When the Indiana Pacers finally made a decision regarding Paul George over the summer, the trade they decided on -- George to the Oklahoma City Thunder in exchange for Victor Oladipo and Domantas Sabonis -- was viewed with more than a fair bit of skepticism. It was part doubt that Oladipo and Sabonis were really all that great, and part surprise that the Pacers couldn't get more for one of the league's elite forwards.

After the first few weeks of the season, the early indications are that the Pacers might not have gotten swindled on that deal after all. That's because Oladipo and Sabonis have been flat-out tremendous in Indianapolis.

In fact, to this point, George has arguably been the worst player out of the three involved in that trade. Obviously that isn't to say either of those players are better than George; no one thinks that. However, it does illustrate how strong the Pacers' two new youngsters have been. And Sunday's last-second victory over the visiting San Antonio Spurs was a perfect example.

Let's start with Oladipo. Not only did he finish with 23 points, four rebounds, and five assists, he stepped up with the game on the line. Everyone will remember him knocking down a game-winning, step-back 3-pointer over LaMarcus Aldridge's outstretched arm with just 10 seconds to play.

The only reason they were even close enough for him to hit that shot is because of his play earlier in the quarter.

After Kyle Anderson scored with 6:44 remaining, the Spurs led 92-83, and appeared to be pulling away. Coming out of the ensuing timeout, Oladipo showed he had other ideas. Including the game-winner, Oladipo scored 11 of his 23 points down the stretch, and between points and assists, he was directly responsible for 16 of the Pacers' final 24 points.

Likewise, Sabonis had another big night that included key plays in the comeback. The big man finished with a career-high 22 points on perfect 9-for-9 shooting and also grabbed 12 rebounds to complete his third double-double of the season. Of those 22 points, six came in the final five minutes.

Together, Oladipo and Sabonis scored 17 of the Pacers' final 24 points as the team came back from a nine-point deficit with just over six-and-a-half minutes remaining to beat the Spurs 97-94 and move to 3-3 on the season. And this wasn't just a one-off performance from the youngsters.

Averaging a career-high 25.5 points per game, Oladipo is up there among the elite players, sitting at eighth in the league in scoring, just behind James Harden, and just in front of Anthony Davis. A big reason for his leap in scoring, besides the few extra shots per game he's taking, is his efficiency.

He's shooting an even 50 percent from the field, including an impressive 46.9 percent from downtown -- each of which would be career-best marks. And really, if he would stop taking so many mid-range jumpers (he's 12 of 32 from the mid-range this season), his shooting percentages would look even better, because he's been fantastic finishing around the rim and shooting from behind the arc.

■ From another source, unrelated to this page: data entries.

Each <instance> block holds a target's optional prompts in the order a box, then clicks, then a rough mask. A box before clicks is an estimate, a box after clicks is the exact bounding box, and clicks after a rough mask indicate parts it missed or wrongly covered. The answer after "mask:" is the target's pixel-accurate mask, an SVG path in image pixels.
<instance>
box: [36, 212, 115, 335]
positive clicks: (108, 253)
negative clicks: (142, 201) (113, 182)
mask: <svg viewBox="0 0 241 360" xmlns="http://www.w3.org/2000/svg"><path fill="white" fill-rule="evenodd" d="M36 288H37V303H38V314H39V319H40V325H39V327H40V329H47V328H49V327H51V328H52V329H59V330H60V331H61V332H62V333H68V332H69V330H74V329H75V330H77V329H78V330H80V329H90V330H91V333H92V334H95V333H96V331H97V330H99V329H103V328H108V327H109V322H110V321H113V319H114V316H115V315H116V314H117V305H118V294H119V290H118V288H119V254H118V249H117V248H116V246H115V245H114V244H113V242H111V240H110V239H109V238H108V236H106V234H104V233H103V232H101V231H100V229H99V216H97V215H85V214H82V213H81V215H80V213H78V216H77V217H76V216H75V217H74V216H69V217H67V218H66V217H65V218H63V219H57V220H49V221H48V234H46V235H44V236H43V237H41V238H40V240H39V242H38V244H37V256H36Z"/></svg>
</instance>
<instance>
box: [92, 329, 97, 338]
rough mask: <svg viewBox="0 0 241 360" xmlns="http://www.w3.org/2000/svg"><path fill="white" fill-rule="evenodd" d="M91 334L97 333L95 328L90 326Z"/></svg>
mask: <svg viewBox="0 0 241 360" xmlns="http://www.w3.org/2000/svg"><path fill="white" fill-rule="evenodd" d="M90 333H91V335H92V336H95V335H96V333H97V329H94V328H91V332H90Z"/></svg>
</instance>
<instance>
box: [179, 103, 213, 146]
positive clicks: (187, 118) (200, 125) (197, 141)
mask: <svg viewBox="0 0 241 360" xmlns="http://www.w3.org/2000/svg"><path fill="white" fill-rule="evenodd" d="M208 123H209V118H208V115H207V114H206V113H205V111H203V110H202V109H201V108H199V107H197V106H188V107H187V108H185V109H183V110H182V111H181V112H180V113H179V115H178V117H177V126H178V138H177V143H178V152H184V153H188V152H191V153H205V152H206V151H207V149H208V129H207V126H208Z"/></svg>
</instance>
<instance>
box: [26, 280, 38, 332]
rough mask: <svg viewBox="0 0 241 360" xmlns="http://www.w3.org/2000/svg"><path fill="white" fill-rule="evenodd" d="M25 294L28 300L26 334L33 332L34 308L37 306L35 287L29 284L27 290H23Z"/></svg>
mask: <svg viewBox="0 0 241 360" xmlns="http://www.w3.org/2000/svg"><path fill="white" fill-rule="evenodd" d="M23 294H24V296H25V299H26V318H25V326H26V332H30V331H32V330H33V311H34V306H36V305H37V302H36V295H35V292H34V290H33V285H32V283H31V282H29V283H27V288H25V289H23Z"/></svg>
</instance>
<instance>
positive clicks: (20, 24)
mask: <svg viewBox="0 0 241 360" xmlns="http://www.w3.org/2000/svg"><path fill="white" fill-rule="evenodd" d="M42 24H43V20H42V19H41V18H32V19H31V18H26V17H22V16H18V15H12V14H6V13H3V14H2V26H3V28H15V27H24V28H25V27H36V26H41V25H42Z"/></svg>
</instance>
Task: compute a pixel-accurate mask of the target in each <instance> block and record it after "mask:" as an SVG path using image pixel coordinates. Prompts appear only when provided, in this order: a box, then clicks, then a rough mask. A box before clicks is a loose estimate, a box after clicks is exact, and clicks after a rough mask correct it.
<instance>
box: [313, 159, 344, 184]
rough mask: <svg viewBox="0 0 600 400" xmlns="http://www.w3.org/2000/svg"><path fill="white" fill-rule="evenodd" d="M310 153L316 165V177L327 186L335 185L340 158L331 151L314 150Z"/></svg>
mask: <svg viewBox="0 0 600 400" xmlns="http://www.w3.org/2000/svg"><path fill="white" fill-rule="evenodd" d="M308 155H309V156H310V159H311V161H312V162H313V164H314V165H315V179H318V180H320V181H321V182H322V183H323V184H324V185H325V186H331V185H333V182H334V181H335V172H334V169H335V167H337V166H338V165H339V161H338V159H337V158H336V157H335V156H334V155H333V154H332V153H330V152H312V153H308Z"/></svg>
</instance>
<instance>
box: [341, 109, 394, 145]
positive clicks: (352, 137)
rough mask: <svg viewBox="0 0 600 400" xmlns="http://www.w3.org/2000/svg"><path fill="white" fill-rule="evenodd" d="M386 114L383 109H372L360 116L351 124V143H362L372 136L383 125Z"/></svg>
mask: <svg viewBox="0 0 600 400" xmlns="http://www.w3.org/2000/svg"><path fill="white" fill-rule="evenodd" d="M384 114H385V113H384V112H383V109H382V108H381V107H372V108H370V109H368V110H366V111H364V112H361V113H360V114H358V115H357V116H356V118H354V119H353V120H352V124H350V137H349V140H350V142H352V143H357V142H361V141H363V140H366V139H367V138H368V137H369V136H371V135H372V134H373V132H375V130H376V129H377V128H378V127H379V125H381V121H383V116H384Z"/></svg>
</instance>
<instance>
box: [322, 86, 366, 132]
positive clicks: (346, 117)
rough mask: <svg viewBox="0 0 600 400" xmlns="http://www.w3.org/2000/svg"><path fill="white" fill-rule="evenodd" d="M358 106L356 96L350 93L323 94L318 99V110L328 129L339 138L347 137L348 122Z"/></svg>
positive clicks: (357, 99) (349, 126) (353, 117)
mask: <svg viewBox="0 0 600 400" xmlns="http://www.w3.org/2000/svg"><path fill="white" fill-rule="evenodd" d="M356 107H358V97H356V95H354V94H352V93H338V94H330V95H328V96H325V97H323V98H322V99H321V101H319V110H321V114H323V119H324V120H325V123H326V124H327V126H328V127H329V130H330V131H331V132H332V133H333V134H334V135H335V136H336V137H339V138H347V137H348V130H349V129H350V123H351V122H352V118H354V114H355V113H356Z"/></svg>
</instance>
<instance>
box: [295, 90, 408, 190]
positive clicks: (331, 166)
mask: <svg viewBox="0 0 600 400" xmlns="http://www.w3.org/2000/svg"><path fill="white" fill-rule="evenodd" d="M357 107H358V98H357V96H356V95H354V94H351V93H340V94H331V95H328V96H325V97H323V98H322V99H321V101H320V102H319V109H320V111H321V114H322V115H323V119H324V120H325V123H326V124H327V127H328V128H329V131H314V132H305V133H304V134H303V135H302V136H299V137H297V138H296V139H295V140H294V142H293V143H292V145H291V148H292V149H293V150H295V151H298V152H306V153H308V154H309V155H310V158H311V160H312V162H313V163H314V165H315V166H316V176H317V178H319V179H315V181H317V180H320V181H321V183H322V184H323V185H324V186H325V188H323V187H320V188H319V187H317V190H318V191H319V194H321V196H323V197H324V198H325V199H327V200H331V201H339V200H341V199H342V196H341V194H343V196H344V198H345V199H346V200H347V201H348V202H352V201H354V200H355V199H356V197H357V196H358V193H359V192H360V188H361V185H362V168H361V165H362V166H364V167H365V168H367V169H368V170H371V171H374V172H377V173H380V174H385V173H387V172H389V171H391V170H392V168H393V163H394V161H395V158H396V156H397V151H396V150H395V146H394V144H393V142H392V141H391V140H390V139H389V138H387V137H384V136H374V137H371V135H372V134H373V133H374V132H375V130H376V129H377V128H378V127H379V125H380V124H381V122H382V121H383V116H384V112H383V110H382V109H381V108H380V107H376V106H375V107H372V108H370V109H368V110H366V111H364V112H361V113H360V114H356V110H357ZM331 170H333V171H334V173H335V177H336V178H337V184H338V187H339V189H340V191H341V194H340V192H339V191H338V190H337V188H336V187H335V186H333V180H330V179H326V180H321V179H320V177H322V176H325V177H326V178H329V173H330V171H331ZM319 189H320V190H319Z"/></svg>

Oladipo's shot chart through the first six games of the 2017-18 season.  NBA.com/stats

To be sure, the rate at which he's turning the ball over (3.5 per game) is a bit worrisome, but overall, Oladipo has been mighty impressive so far with the Pacers. This is the player they were hopeful they were getting when they swung the deal with OKC.

Sabonis, meanwhile, looks like a completely different player than he did with the Thunder, though a large part is likely due to the fact that he's more comfortable in his second season than he was as a 20-year-old rookie. He's averaging a double-double through the first six games of the season, putting up 13 points and 10.2 rebounds a night, which is tied for 13th in the league.

Thanks to three different perfect shooting nights, including Sunday's 9 of 9 performance, Sabonis is shooting 66 percent from the field, a huge jump from the 39.9 percent he shot last season, which had many analysts concerned.  

Just look at his two shot charts. First from last season, and then from the first six games of this season. His finishing around the rim, which is where he'll take the majority of his attempts, is the most encouraging part. He's up over 20 percent in that area.

Domantas Sabonis' shot chart from the 2016-17 season.  NBA.com/stats
Sabonis' shot chart through the first six games of the 2017-18 season.  NBA.com/stats

Perhaps the most impressive thing about Sabonis' improved play this season has been his rebounding -- especially on the offensive end. Despite the fact that he's only playing about five more minutes per game, he's averaging nearly seven more rebounds than he did last season.

And on the offensive end? In 155 minutes of action this season, Sabonis has already grabbed 22 offensive boards. Last season, in 1,631 regular season minutes, he had just 46. Not even Russell Westbrook stealing some rebounds here and there can explain that lack of production on the offensive glass.

It's only been six games, and perhaps we'll look back at the All-Star break and realize this was just a hot start. At least for now, however, there are encouraging signs that Oladipo and Sabonis could become the players the Pacers were envisioning when they made the trade.